Study: W&E, Chapter 5.

M11: Evaluation - Lift and Costs

Lift and Gains charts
*ROC
Cost-sensitive learning
Evaluating numeric predictions
MDL principle and Occam's razor

Study: W&E, Chapter 5.

M12: Data Preparation for Knowledge Discovery

Data understanding
Data cleaning
Date transformation
Discretization
False "predictors" (information leakers)
Feature reduction, leaker detection
Randomization
Learning with unbalanced data

Study: Course notes

M13: Clustering

Introduction
K-means
Hierarchical

Study: W&E, Course notes

M14: Associations

Transactions
Frequent itemsets
Association rules
Applications

Study: Course notes

M15: Visualization

Graphical excellence and lie factor
Representing data in 1,2, and 3-D
Representing data in 4+ dimensions
- Parallel coordinates
- Scatterplots
- Stick figures
- ...

Study: Course notes

M16: Summarization and Deviation Detection

Summarization
KEFIR: Key Findings Reporter
WSARE: What is Strange About Recent Events

Study: KEFIR book chapter and demo,
Rule-based Anomaly Pattern Detection for Detecting Disease Outbreaks, by Weng-Keen Wong et al (about WSARE system).

M17: Applications: Targeted Marketing and Customer Modeling

Direct Marketing Review
Evaluation: Lift, Gains
KDD Cup 1997
Lift and Benefit estimation
KDD Cup 1998

Study: KDD Cup 1997 report, KDD Cup 1998 report,
G. Piatetsky-Shapiro, B. Masand, Estimating Campaign Benefits and Modeling Lift, Proc. KDD-99, ACM.

M18: Applications: Genomic Microarray Data Analysis

Study: SIGKDD Explorations Special Issue on Microarray Data Mining,
Capturing Best Practice for Microarray Gene Expression Data Analysis, G. Piatetsky-Shapiro, T. Khabaza, S. Ramaswamy, in Proceedings of KDD-2003.

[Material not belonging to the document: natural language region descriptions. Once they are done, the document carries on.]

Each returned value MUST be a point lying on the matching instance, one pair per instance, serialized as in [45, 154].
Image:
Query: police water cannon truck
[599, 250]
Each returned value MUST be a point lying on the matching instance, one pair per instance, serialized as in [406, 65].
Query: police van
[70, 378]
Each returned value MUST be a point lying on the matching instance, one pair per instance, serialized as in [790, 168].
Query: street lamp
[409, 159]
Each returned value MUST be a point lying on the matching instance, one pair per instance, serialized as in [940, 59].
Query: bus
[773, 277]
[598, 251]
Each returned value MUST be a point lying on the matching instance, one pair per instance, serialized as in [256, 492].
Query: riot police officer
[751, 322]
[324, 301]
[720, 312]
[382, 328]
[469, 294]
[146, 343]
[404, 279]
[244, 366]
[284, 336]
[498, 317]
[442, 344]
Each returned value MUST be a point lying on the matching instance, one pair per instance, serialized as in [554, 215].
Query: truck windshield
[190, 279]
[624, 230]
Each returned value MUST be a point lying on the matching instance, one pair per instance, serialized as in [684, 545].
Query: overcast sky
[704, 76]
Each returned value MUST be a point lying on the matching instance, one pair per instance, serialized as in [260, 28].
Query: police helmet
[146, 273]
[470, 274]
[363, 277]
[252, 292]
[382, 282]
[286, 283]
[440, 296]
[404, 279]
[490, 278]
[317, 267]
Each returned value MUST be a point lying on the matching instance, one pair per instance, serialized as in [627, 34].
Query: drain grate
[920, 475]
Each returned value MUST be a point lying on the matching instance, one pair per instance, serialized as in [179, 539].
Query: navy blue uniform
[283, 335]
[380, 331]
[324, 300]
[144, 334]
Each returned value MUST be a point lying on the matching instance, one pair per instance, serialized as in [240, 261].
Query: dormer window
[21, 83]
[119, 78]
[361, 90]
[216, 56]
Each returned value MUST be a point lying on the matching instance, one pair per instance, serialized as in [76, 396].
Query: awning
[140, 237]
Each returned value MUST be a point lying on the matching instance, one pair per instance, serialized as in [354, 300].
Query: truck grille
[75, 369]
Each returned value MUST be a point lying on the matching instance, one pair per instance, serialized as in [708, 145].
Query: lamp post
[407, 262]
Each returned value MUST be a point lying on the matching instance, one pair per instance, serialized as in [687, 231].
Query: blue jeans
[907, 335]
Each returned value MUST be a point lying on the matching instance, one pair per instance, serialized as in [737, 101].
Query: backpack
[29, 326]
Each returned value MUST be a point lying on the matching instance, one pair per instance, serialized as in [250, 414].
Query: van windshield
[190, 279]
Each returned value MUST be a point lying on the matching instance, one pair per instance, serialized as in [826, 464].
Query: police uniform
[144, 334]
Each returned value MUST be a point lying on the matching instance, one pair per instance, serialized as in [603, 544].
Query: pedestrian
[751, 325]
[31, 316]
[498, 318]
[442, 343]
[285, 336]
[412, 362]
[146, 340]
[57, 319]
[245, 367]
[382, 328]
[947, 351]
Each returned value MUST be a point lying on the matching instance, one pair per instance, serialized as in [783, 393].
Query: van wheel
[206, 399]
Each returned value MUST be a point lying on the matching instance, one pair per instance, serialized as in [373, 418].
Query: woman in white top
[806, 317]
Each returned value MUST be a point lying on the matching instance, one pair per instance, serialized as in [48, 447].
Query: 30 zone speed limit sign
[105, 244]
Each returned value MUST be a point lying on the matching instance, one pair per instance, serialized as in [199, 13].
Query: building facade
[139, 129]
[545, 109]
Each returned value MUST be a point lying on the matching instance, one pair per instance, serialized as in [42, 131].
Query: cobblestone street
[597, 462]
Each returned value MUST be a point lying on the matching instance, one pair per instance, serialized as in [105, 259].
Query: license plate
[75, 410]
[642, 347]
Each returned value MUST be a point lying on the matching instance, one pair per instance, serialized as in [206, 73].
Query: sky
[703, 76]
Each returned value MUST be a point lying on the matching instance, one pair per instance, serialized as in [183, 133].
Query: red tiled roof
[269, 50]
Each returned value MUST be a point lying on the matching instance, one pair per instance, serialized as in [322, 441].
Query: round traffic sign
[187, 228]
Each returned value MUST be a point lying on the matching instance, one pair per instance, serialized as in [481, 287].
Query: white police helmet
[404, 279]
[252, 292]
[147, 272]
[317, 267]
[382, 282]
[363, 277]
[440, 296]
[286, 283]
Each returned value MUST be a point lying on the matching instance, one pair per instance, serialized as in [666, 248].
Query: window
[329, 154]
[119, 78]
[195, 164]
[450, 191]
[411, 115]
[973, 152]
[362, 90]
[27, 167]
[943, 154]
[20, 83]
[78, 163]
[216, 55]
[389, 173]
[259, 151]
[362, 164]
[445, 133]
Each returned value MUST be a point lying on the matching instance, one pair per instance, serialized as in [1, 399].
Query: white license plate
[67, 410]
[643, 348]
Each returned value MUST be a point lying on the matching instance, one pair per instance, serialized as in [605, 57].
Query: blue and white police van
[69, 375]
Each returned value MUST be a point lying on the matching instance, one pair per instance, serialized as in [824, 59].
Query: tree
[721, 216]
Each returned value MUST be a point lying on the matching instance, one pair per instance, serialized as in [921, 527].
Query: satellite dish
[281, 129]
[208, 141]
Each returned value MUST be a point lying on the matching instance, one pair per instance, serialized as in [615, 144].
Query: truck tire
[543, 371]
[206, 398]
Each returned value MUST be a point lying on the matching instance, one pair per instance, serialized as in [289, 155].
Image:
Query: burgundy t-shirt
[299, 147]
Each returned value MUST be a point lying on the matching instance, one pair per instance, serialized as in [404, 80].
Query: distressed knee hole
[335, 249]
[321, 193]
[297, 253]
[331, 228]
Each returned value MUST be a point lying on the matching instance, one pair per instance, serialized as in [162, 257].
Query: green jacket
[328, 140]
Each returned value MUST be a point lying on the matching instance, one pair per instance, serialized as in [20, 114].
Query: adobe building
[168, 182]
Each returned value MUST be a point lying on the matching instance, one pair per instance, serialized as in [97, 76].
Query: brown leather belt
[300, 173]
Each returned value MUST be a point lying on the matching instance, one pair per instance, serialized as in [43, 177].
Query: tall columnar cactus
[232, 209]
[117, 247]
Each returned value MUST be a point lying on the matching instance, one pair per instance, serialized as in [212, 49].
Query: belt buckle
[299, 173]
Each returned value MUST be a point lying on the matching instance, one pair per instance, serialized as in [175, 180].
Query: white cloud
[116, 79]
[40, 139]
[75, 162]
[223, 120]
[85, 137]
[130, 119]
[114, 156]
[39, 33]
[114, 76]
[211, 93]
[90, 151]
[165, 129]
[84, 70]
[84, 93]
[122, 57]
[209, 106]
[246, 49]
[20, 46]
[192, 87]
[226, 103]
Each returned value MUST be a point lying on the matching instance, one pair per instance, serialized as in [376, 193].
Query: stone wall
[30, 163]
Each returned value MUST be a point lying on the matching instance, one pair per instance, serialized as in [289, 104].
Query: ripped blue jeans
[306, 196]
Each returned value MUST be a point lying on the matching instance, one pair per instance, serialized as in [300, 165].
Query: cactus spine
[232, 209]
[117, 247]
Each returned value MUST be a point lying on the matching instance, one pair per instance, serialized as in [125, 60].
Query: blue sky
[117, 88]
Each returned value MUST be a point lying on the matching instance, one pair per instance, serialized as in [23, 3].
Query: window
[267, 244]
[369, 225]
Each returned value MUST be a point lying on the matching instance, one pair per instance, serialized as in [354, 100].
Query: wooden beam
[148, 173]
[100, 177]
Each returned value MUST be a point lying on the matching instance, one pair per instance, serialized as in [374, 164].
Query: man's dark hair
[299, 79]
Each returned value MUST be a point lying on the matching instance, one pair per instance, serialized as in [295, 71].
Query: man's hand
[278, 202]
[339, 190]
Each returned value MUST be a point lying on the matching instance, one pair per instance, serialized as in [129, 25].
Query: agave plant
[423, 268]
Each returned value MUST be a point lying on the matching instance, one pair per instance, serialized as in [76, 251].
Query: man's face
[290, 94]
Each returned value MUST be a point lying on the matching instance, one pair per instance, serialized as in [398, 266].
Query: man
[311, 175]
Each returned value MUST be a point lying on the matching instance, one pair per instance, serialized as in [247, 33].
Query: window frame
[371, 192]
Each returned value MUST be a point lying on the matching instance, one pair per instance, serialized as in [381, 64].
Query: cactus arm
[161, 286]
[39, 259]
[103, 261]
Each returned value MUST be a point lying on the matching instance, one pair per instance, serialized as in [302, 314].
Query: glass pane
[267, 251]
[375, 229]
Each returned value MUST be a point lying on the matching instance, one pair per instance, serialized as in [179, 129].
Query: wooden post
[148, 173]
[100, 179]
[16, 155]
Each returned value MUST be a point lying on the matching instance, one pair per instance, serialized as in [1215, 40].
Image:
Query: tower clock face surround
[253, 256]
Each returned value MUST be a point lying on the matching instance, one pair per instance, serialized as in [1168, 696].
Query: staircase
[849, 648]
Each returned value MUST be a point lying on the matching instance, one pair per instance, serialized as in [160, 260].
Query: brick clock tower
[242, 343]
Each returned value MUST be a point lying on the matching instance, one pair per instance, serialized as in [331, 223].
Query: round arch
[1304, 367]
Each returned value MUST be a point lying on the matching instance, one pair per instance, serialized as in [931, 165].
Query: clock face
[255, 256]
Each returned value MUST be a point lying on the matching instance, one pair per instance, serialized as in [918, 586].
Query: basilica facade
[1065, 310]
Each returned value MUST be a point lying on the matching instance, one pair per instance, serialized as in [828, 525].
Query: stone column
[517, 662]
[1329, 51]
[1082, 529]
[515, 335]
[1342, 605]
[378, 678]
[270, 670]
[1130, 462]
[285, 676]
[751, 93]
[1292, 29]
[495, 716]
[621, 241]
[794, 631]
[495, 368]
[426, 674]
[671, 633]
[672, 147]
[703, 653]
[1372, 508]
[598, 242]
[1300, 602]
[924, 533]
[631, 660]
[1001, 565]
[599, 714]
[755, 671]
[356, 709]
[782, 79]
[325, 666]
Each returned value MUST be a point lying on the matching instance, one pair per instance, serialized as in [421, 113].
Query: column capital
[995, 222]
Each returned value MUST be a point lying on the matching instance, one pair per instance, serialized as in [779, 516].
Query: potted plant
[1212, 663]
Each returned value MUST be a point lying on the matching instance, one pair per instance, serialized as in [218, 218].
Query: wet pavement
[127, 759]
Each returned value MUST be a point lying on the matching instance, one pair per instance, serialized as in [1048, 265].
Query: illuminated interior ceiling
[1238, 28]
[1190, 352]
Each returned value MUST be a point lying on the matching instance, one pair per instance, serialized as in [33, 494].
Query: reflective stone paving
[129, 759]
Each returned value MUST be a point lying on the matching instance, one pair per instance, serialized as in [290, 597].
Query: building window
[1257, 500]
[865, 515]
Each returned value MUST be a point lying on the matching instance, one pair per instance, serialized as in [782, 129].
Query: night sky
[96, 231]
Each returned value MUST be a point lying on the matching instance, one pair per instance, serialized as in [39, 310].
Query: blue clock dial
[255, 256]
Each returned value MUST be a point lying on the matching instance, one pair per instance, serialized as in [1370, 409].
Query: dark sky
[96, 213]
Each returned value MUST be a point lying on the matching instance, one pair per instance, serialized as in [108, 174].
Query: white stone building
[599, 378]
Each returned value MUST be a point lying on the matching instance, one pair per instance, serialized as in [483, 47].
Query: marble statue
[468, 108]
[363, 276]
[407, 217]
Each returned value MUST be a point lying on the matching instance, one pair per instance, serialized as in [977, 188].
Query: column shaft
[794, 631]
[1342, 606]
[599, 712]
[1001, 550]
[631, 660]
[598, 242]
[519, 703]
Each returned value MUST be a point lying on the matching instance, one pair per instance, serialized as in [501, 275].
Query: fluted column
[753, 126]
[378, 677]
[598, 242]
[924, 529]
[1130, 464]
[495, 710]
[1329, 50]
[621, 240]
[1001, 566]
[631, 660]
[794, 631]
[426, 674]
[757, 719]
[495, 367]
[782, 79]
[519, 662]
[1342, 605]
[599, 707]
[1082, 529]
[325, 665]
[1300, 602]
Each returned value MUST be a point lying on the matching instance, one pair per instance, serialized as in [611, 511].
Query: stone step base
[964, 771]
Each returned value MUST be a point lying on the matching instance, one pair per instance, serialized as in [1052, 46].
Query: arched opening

M19: Data Mining and Society; Future Directions

Data Mining and Society: Ethics, Privacy, and Security issues
Future Directions for Data Mining
web mining, text mining, multi-media data
Course Summary

Study: Knowledge Discovery in Databases vs. Personal Privacy Symposium, editor Gregory Piatetsky-Shapiro, IEEE Expert, April 1995.

Bayardo & Srikant, Technological Solutions for Protecting Privacy, IEEE Computer, Sep 2003.